PROVIDENCE, R.I. [Brown University] — Hundreds of local high schoolers were immersed in the world of science as they participated in this year's STEM Day at Brown.
The annual event serves as a gateway for high school students to explore the core principles of science while also offering a snapshot of academic and student life on a college campus. This year’s event took place on a cold late-March morning and included more than 200 students from five high schools across Rhode Island.
Just after 9 a.m., the high schoolers jumped off a fleet of yellow school buses ready for hands-on workshops and thoughtful discussions about what it’s like being a scientist in STEM. Broken up into groups, students spent the bulk of the day interacting with Brown faculty and students, and taking part in 12 science sessions that unfolded simultaneously across various classrooms and laboratories on College Hill.
Each session was structured as mini-lessons — a brief lecture at the start and then a hands-on portion where students got to apply their new insights, seeing what they learned in action and making connections to how the concepts play out in the real world.
“It helped me see that [science] relates to everything,” said 10th grader Cindy Pagan after taking part in a session about gel-like biopolymers.
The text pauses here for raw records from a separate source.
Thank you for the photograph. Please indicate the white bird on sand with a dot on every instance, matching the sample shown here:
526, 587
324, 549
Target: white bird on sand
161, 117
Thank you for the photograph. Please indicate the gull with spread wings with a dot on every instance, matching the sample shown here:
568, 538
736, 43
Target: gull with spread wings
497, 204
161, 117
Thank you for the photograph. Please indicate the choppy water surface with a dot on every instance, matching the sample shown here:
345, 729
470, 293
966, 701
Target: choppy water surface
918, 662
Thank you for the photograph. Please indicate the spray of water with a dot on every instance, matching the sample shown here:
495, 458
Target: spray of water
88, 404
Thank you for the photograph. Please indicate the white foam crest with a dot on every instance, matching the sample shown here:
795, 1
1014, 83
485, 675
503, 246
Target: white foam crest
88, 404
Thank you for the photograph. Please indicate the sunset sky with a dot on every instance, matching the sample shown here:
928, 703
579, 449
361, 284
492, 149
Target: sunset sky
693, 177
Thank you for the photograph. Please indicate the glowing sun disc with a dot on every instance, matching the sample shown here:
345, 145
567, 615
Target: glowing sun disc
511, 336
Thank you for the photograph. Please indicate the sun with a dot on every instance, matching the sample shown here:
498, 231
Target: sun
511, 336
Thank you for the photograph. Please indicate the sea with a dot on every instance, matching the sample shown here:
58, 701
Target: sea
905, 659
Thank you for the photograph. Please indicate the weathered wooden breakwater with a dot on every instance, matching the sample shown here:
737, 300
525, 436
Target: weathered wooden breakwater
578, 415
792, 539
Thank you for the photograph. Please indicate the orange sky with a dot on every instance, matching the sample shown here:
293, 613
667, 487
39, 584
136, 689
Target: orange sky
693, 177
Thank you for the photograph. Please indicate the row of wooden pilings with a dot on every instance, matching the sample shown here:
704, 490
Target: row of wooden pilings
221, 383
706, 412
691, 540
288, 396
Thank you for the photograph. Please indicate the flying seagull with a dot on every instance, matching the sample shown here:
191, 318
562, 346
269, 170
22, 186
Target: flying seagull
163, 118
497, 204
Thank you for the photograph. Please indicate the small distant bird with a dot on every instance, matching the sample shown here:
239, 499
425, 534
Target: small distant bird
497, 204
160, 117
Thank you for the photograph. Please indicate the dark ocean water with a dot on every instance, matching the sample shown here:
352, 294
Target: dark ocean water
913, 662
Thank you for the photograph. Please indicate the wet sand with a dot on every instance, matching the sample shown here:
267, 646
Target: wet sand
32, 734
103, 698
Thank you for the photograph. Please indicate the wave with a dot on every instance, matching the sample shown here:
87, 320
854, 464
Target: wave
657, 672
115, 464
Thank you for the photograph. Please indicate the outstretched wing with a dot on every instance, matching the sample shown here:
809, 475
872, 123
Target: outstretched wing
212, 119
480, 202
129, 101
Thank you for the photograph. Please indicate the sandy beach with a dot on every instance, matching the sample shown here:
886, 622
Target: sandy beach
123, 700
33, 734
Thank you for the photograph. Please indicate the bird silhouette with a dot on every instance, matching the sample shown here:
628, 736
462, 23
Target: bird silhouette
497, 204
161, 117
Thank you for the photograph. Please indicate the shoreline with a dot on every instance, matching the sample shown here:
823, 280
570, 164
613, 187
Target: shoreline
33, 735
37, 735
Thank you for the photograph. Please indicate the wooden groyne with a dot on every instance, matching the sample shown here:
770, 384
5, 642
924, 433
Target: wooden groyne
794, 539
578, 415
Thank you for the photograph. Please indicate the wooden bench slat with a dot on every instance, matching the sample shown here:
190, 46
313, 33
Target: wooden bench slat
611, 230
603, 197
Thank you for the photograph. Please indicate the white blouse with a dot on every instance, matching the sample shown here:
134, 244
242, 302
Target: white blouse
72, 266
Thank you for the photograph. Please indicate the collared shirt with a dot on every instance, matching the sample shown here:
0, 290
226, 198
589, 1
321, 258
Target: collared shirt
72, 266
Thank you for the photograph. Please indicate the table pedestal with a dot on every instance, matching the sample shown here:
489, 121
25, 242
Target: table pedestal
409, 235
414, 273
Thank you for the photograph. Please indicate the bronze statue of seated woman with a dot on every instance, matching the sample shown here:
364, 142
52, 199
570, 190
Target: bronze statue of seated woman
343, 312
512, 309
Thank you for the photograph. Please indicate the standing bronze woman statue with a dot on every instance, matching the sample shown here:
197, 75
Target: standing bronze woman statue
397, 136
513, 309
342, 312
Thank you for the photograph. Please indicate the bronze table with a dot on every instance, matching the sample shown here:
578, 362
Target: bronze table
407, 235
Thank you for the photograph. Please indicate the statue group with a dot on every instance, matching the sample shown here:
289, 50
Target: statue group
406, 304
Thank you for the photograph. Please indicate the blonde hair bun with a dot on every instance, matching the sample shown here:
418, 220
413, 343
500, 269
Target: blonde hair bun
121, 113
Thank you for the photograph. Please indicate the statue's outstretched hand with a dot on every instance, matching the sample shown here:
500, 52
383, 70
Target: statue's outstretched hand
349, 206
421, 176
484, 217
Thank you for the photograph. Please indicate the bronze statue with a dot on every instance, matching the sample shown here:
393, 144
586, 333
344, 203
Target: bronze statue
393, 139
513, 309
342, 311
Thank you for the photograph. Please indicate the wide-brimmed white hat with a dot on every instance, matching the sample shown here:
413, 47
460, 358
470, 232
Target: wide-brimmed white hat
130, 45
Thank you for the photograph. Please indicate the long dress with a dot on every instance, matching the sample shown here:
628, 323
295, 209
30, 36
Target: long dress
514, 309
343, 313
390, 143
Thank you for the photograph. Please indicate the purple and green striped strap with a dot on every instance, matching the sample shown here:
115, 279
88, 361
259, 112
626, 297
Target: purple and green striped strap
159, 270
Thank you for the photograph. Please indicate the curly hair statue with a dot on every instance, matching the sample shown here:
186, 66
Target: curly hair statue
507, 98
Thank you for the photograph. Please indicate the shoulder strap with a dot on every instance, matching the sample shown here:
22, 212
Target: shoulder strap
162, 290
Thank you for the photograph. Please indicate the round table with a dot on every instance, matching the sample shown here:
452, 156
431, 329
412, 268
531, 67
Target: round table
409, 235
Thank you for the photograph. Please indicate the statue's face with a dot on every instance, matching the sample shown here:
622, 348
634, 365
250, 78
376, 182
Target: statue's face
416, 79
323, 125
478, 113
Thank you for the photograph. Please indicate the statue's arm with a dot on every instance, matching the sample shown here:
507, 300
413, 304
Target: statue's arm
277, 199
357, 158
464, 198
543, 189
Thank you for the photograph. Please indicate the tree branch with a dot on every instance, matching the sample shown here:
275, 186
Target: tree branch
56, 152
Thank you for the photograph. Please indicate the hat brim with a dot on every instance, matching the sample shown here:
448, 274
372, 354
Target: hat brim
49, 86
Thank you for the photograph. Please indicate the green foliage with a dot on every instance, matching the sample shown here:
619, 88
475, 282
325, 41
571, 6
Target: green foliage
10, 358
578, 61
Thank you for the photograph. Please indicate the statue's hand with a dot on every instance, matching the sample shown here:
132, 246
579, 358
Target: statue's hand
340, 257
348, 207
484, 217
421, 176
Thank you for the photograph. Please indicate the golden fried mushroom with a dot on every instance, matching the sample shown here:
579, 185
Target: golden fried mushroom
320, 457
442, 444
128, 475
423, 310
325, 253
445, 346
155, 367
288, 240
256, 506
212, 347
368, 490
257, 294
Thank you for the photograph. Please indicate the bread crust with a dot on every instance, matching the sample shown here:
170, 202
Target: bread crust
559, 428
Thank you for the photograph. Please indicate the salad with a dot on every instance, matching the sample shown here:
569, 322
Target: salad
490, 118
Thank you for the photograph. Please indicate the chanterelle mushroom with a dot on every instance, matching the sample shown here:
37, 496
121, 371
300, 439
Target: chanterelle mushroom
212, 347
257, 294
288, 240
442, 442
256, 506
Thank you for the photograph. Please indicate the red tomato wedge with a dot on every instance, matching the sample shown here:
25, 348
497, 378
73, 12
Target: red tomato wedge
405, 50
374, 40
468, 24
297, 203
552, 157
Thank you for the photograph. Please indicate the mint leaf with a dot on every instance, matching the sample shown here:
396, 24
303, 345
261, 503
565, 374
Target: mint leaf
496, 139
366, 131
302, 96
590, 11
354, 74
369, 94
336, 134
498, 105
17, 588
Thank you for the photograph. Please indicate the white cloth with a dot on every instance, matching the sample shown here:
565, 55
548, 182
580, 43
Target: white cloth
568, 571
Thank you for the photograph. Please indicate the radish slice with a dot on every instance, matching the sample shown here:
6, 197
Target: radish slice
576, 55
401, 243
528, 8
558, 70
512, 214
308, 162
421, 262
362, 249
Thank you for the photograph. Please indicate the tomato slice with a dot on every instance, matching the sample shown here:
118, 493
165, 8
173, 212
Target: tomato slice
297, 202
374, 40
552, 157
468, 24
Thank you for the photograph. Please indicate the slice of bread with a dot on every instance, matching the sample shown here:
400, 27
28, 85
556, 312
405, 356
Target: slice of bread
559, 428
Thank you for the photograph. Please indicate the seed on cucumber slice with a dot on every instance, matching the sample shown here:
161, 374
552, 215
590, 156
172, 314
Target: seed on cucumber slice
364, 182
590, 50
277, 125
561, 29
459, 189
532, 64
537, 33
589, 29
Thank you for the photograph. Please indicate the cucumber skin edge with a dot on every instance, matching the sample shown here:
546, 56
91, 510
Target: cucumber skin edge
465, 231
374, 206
Along with classmates from Central High School in Providence, Pagan learned about the chemical reaction it takes to create these kinds of gels. In this case, the students saw that squishy gel forms when alginic acid is mixed into a calcium ion solution.
“I’d seen something like it in cooking shows, so it got me thinking how science is related to cooking and then beyond that,” Pagan said.
For other students, seeing the chemical reaction was a first. Jaws fell to the floor when the bright green gel formed. Circled around a long table topped with beakers of the mixture, one student declared, “I’m not touching that!” All it took was one student reaching his hand into the beaker and picking up the gel and squishing it with his fingers for everyone to change their minds.
Other sessions included lessons on 3D printers, the molecular composition of crystals, the human brain, optical engineering and removing pollutants from food and water. The sessions were organized by Brown faculty, staff and students who volunteered for the event led by the Department of Chemistry.
In the demonstration on brain science, students from Pilgrim High School in Warwick got a lesson on how neurons in the brain communicate as well as an up-close view at what the brain actually looks like. When asked if anyone wanted to hold a plasticized human brain, 10th grader Dylan Borges was the first to step up.